Inoltre in questa pagina puoi trovare altre frasi di: Cicerone , Lucrezio, Seneca 2

Seneca ci accompagna per mano con i suoi consigli per fruire nel miglior modo possibile del dono della vita; le sue opere sono manuali da utilizzare in ogni occasione.

 

«Maximum vivendi impedimentum est exspectatio, quae pendet ex crastino, perdit hodiernum.»

Seneca, De brevitate vitae, IX

“Il più grande ostacolo del vivere è l’aspettativa, che dipende dal domani e manda in rovina l’oggi.”

Il mònito di Seneca qui si riferisce a due temi del De brevitate vitae, intrecciati e connessi tra di loro, quello della vita e del tempo. Il buon utilizzo del tempo è una regola necessaria per un’alta qualità della vita.
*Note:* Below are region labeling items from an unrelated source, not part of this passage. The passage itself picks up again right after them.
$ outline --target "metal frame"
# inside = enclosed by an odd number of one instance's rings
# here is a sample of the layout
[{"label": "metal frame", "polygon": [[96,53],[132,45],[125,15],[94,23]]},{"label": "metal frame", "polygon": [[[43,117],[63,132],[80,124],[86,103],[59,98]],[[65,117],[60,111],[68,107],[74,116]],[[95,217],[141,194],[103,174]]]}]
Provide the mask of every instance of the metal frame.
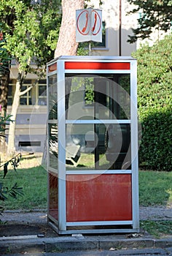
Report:
[{"label": "metal frame", "polygon": [[[66,61],[85,62],[130,62],[130,70],[112,69],[65,69]],[[60,234],[76,233],[128,233],[138,232],[139,211],[138,211],[138,120],[137,120],[137,74],[136,61],[130,57],[112,56],[61,56],[47,64],[47,67],[57,62],[58,70],[47,72],[47,77],[57,74],[58,86],[58,222],[51,216],[48,216],[49,222]],[[65,118],[65,74],[103,74],[103,73],[130,73],[130,120],[66,120]],[[48,80],[47,80],[48,81]],[[47,90],[48,91],[48,90]],[[131,127],[131,170],[66,170],[66,124],[130,124]],[[49,139],[49,138],[48,138]],[[48,165],[49,157],[48,157]],[[50,167],[47,167],[50,170]],[[101,221],[101,222],[66,222],[66,176],[70,174],[101,174],[101,173],[130,173],[132,179],[132,221]],[[48,192],[49,193],[49,192]],[[48,206],[49,207],[49,206]],[[131,225],[133,228],[112,229],[73,229],[68,230],[68,227],[92,226],[92,225]]]}]

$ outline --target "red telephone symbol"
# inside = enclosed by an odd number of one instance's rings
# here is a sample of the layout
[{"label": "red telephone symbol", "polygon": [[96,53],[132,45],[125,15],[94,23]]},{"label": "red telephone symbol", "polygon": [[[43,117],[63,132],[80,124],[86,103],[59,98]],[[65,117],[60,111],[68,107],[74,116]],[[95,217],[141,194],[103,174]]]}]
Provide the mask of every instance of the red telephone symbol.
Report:
[{"label": "red telephone symbol", "polygon": [[[88,23],[88,13],[86,12],[86,22],[85,22],[85,25],[84,28],[82,29],[82,33],[85,32],[87,27],[87,23]],[[94,15],[94,25],[93,25],[93,29],[92,29],[92,32],[93,32],[95,31],[96,23],[97,23],[97,14],[95,13],[95,15]]]},{"label": "red telephone symbol", "polygon": [[96,25],[96,23],[97,23],[97,14],[95,13],[94,14],[94,26],[93,26],[93,29],[92,29],[92,32],[93,32],[95,31],[95,25]]},{"label": "red telephone symbol", "polygon": [[86,12],[86,23],[85,23],[85,26],[84,26],[84,28],[82,29],[82,32],[85,33],[85,30],[87,29],[87,22],[88,22],[88,13]]}]

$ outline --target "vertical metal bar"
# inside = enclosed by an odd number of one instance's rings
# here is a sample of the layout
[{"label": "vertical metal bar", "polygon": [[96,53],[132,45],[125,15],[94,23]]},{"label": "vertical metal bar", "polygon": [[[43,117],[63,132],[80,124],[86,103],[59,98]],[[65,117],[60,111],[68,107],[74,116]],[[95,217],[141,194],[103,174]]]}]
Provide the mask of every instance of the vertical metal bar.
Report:
[{"label": "vertical metal bar", "polygon": [[130,62],[130,83],[133,227],[139,229],[136,60]]},{"label": "vertical metal bar", "polygon": [[121,56],[122,4],[121,0],[119,1],[119,56]]},{"label": "vertical metal bar", "polygon": [[89,42],[89,56],[91,56],[91,42]]},{"label": "vertical metal bar", "polygon": [[58,229],[66,230],[64,61],[58,61]]}]

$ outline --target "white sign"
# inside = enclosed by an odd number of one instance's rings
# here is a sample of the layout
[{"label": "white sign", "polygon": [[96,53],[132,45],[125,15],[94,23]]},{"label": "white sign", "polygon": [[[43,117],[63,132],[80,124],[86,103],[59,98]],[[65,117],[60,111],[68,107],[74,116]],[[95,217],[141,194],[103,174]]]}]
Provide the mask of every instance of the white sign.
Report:
[{"label": "white sign", "polygon": [[93,8],[76,11],[76,42],[102,42],[102,12]]}]

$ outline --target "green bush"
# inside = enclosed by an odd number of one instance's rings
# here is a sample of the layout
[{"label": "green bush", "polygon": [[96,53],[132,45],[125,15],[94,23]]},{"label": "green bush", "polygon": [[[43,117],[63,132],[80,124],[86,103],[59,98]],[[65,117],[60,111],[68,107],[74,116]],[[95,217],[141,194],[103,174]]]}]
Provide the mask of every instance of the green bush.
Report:
[{"label": "green bush", "polygon": [[172,170],[172,34],[133,54],[138,60],[140,165]]}]

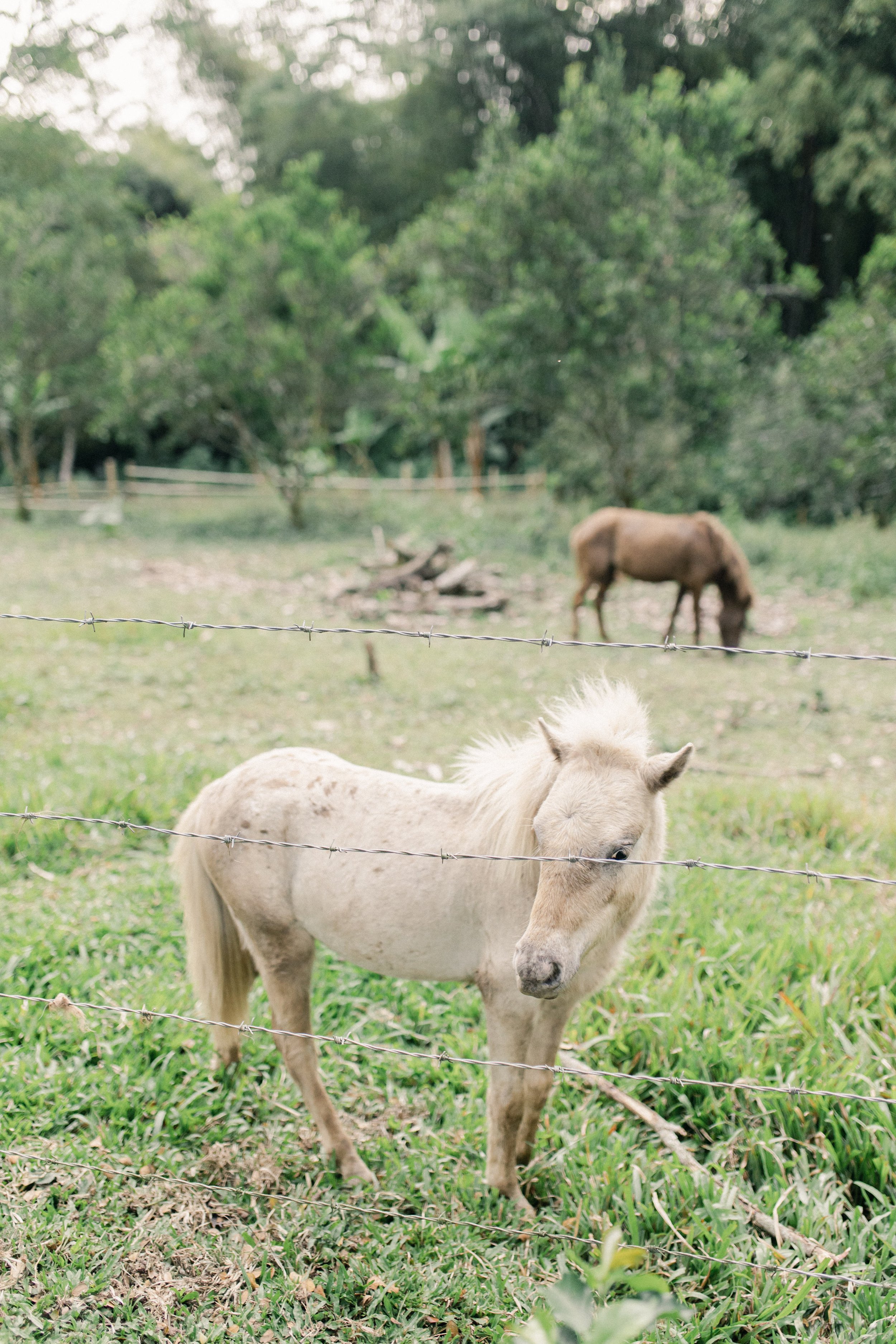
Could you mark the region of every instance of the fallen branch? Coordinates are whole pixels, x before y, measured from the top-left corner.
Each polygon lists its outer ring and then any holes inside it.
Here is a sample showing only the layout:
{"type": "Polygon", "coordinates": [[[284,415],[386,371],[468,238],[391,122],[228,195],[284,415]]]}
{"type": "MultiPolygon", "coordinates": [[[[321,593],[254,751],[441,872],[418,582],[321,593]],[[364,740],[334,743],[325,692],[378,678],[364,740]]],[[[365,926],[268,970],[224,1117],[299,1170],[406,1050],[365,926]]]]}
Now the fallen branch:
{"type": "MultiPolygon", "coordinates": [[[[566,1068],[582,1068],[582,1060],[570,1051],[562,1050],[559,1059],[566,1068]]],[[[587,1074],[583,1081],[594,1083],[594,1086],[602,1091],[604,1097],[610,1097],[611,1101],[618,1102],[619,1106],[625,1106],[625,1109],[630,1110],[633,1116],[642,1120],[645,1125],[649,1125],[654,1134],[658,1136],[664,1148],[666,1148],[673,1157],[677,1157],[682,1167],[686,1167],[693,1176],[697,1176],[701,1181],[707,1181],[713,1187],[713,1189],[721,1193],[719,1189],[719,1181],[715,1176],[707,1171],[703,1163],[697,1161],[690,1149],[685,1148],[678,1138],[678,1134],[684,1133],[678,1125],[672,1125],[668,1120],[664,1120],[662,1116],[657,1114],[656,1110],[652,1110],[650,1106],[645,1106],[642,1101],[637,1099],[637,1097],[631,1097],[621,1087],[617,1087],[615,1083],[611,1083],[609,1078],[602,1078],[600,1074],[587,1074]]],[[[776,1218],[770,1218],[768,1214],[763,1214],[763,1211],[752,1204],[744,1195],[737,1193],[736,1200],[740,1208],[746,1212],[747,1222],[774,1238],[779,1246],[782,1241],[790,1242],[793,1246],[798,1246],[803,1254],[815,1255],[818,1259],[829,1261],[832,1265],[837,1265],[848,1254],[848,1251],[842,1251],[840,1255],[833,1255],[813,1236],[803,1236],[802,1232],[795,1231],[793,1227],[787,1227],[776,1218]]]]}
Quindi, quando programmiamo il nostro futuro, l’aspettativa che ne deriva distrugge il momento presente, che, secondo Seneca, è il tempo del saggio. Il tempo e la vita acquistano il loro valore solo se rientriamo in noi stessi, con la meditazione e la ricerca di un tipo di esistenza coerente, che ci impegni nell’intimo e non nella superficie. Inoltre, si deve anche tener presente che il futuro della nostra vita è legato alla sorte, per cui non possiamo averne il controllo.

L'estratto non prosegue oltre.